La Commission de régulation de l’énergie (CRE) a annoncé, le mardi 20 janvier 2026, avoir transmis au gouvernement une proposition de baisse des tarifs réglementés de vente de l’électricité (TRVE) à compter du 1er février.
Cette décision, qui doit encore être validée par le ministère de la Transition énergétique, interviendrait après plusieurs hausses successives observées depuis 2022, dans un contexte de stabilisation des prix de gros sur le marché européen. Selon les chiffres communiqués par la CRE, la baisse envisagée serait de 1,99 euro par mégawattheure par rapport au tarif actuel. Cette évolution toucherait les quelque 20 millions de foyers français bénéficiant encore du tarif réglementé, commercialisé par EDF et par les entreprises locales de distribution.
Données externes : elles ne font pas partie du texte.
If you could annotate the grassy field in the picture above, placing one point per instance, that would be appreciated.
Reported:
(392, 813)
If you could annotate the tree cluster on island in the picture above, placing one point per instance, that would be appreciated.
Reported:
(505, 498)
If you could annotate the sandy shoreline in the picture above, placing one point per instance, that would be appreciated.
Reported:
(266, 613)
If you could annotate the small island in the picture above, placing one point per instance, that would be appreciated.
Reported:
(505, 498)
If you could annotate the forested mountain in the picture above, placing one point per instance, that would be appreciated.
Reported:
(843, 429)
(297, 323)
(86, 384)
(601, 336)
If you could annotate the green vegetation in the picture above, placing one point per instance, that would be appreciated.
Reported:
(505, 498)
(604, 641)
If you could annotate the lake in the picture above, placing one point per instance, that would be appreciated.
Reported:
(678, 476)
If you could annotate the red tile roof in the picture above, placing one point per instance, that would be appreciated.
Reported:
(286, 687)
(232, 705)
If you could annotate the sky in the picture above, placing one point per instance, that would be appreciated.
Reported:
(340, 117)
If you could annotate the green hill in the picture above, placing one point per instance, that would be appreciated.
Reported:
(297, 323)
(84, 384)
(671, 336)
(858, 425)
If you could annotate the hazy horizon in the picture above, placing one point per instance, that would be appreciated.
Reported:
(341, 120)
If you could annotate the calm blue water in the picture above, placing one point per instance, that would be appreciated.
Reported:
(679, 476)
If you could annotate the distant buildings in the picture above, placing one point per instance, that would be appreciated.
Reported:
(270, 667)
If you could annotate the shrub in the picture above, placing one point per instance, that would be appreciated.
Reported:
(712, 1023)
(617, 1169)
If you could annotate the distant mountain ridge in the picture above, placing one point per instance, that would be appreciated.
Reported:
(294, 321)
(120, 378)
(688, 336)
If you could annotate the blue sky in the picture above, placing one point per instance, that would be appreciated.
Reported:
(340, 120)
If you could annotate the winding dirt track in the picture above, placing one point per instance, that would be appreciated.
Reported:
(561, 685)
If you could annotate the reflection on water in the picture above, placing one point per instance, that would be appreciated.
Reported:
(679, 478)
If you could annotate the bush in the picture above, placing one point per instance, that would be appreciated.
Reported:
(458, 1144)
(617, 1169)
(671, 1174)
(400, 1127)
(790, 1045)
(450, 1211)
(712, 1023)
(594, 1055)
La proposition de la Commission s’appuie sur la formule tarifaire mise en place depuis 2010, qui prend en compte les coûts de production, de commercialisation et d’acheminement de l’électricité. La baisse des prix de gros sur les marchés européens a contribué à réduire le coût d’approvisionnement pour les fournisseurs, rendant possible cette révision à la baisse.
Une répercussion limitée sur la facture de l’électricité mais symbolique
La diminution proposée par la CRE correspond à une baisse moyenne de 0,5 % sur la facture d’électricité des ménages, soit un gain estimé à quelques euros par an pour un foyer type. Si l’impact financier reste modeste, cette décision marque une première inversion de tendance après plusieurs trimestres de hausse.
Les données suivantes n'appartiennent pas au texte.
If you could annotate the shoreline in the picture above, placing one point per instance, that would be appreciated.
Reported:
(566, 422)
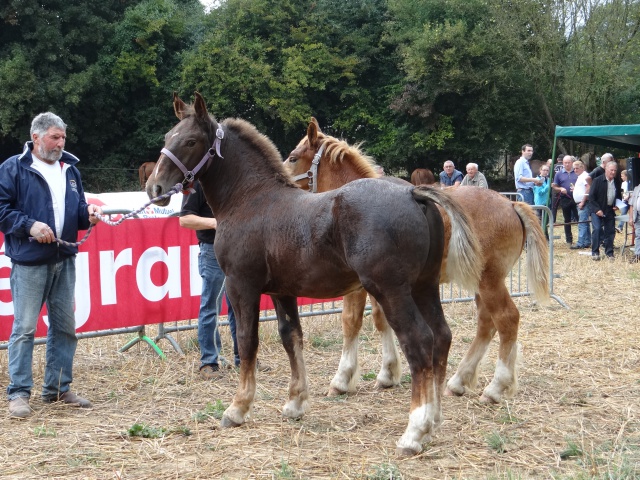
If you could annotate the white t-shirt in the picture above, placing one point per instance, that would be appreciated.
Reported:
(54, 176)
(580, 188)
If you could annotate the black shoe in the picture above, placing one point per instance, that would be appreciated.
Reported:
(69, 398)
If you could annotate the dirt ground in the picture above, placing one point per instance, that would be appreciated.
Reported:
(575, 416)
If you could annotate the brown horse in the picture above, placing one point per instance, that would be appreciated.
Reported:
(144, 172)
(274, 238)
(502, 228)
(422, 176)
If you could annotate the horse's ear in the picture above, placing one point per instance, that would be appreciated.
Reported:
(178, 106)
(312, 131)
(200, 107)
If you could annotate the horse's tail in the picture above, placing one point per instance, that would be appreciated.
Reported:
(464, 261)
(537, 253)
(142, 176)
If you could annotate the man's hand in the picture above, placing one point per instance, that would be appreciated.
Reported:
(93, 210)
(42, 232)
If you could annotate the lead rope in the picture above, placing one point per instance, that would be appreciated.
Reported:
(177, 188)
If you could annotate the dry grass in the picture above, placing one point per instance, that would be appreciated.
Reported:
(574, 417)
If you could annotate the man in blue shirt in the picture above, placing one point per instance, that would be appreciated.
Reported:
(563, 184)
(524, 176)
(450, 176)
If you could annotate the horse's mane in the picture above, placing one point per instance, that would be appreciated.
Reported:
(422, 176)
(263, 145)
(338, 151)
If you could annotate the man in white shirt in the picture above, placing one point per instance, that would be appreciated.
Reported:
(581, 197)
(474, 178)
(634, 218)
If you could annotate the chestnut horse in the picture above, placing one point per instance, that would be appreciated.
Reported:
(422, 176)
(144, 172)
(502, 227)
(274, 238)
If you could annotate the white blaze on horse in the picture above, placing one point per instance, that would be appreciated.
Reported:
(276, 239)
(321, 163)
(144, 172)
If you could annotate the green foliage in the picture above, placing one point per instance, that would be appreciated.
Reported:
(572, 450)
(384, 471)
(146, 431)
(417, 82)
(212, 410)
(285, 472)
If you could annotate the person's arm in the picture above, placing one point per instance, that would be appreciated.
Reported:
(585, 199)
(195, 222)
(482, 181)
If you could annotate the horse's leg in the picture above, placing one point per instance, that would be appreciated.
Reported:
(506, 318)
(291, 336)
(247, 323)
(431, 309)
(466, 376)
(417, 342)
(496, 312)
(346, 377)
(389, 375)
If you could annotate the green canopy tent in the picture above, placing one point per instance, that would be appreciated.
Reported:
(624, 137)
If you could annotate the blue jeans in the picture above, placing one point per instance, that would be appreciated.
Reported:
(584, 229)
(603, 230)
(527, 195)
(623, 211)
(212, 283)
(31, 287)
(636, 225)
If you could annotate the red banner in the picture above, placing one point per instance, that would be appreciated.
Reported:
(142, 272)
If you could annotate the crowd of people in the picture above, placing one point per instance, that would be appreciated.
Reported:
(589, 199)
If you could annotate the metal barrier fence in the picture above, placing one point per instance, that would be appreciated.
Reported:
(516, 283)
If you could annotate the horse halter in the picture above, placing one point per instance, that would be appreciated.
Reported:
(189, 175)
(312, 173)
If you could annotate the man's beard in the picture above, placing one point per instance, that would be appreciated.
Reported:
(50, 155)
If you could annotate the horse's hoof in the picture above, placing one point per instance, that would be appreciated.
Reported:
(406, 452)
(335, 392)
(450, 393)
(226, 422)
(488, 400)
(383, 386)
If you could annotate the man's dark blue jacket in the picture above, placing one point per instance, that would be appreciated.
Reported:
(25, 198)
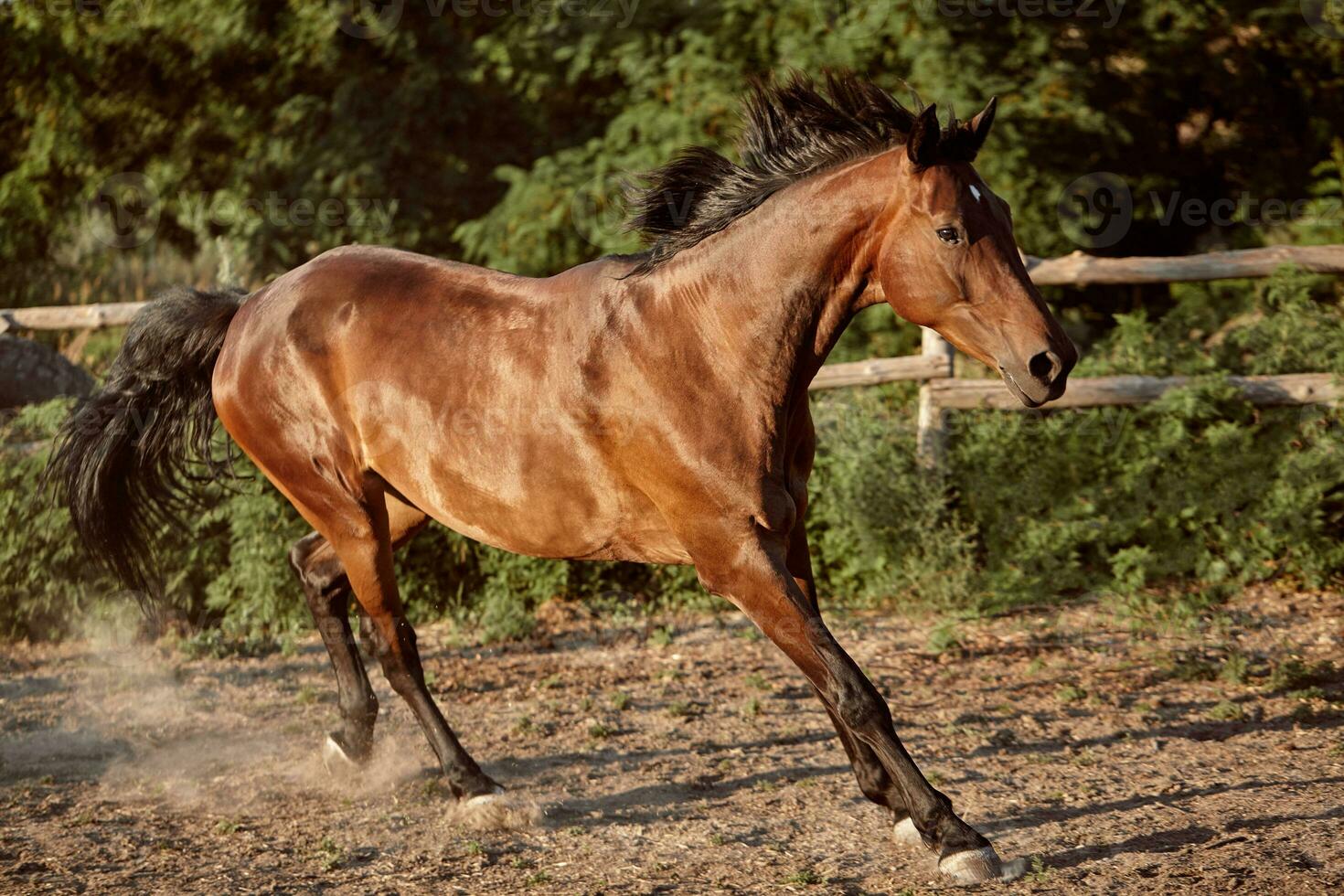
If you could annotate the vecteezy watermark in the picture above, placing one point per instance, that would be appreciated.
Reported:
(1095, 209)
(1246, 209)
(372, 19)
(1106, 10)
(1324, 16)
(123, 211)
(223, 209)
(126, 208)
Depuis la fin du bouclier tarifaire, mis en place par le gouvernement à la suite de la crise énergétique de 2022, les prix de l’électricité ont été réévalués deux fois par an. En août 2025, une hausse moyenne de 10 % avait été appliquée pour les particuliers, principalement liée à la suppression progressive des aides publiques et à l’ajustement du coût de l’énergie sur le marché.
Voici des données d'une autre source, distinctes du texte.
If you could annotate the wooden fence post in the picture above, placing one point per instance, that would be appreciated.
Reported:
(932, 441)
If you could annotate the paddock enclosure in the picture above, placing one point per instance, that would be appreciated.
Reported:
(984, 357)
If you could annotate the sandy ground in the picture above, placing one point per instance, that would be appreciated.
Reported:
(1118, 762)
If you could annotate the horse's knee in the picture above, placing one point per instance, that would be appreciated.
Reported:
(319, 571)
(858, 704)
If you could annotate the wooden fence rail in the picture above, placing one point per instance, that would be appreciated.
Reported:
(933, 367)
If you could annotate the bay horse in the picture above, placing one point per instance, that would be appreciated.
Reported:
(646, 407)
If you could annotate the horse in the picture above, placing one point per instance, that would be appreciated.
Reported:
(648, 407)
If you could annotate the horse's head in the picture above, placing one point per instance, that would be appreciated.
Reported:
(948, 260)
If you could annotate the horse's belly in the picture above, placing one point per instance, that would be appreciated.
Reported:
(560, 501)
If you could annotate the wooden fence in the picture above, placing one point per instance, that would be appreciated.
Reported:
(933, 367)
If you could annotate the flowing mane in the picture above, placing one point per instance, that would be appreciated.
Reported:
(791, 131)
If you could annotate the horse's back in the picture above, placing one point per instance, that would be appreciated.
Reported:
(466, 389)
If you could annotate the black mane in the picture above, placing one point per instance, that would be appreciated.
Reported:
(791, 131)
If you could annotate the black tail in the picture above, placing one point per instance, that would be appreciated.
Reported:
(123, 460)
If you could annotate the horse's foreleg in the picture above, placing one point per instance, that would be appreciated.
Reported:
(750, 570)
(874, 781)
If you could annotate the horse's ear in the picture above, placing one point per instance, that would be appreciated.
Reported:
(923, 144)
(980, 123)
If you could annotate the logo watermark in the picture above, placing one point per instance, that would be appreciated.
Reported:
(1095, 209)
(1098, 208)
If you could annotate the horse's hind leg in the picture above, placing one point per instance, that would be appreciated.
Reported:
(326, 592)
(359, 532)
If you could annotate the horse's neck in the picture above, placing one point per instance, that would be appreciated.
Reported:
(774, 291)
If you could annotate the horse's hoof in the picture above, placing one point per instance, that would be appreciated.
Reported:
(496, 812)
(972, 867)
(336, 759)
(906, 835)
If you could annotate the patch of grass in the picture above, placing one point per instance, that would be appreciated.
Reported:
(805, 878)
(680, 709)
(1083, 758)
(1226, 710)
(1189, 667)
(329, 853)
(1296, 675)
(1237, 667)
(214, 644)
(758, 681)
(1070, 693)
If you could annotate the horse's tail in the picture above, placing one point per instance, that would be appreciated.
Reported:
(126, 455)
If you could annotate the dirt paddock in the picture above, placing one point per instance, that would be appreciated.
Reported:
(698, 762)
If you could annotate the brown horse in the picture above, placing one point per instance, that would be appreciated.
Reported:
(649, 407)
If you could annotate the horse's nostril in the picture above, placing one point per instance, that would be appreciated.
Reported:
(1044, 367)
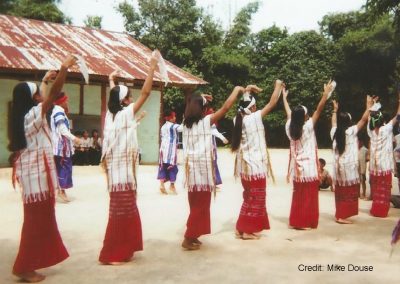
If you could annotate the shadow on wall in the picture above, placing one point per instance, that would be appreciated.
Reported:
(85, 122)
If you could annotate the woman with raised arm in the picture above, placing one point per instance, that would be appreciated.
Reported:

La Commission rappelle toutefois que les tarifs réglementés ne reflètent qu’une partie du marché de l’électricité en France. Environ 40 % des foyers sont désormais passés à des offres de marché, dont les prix évoluent librement selon les conditions contractuelles et les fluctuations du marché européen.
Des discussions en cours avec le gouvernement
La proposition de la CRE doit encore être validée par la ministre de la Transition énergétique, Agnès Pannier-Runacher, avant d’entrer en vigueur le 1er février. Le gouvernement pourrait ajuster légèrement cette révision afin de lisser les effets sur les différentes catégories de consommateurs.
Dans un communiqué, la CRE précise que cette baisse s’inscrit dans un contexte de normalisation du marché de l’électricité, après les tensions observées entre 2022 et 2024. Les capacités de production nucléaire en France et l’augmentation de la part des énergies renouvelables ont contribué à cette stabilisation des prix.
Si cette proposition est confirmée, il s’agira de la première baisse des tarifs réglementés depuis plus de trois ans. Elle traduirait un retour progressif à un équilibre plus favorable pour les consommateurs, dans un contexte énergétique désormais moins tendu.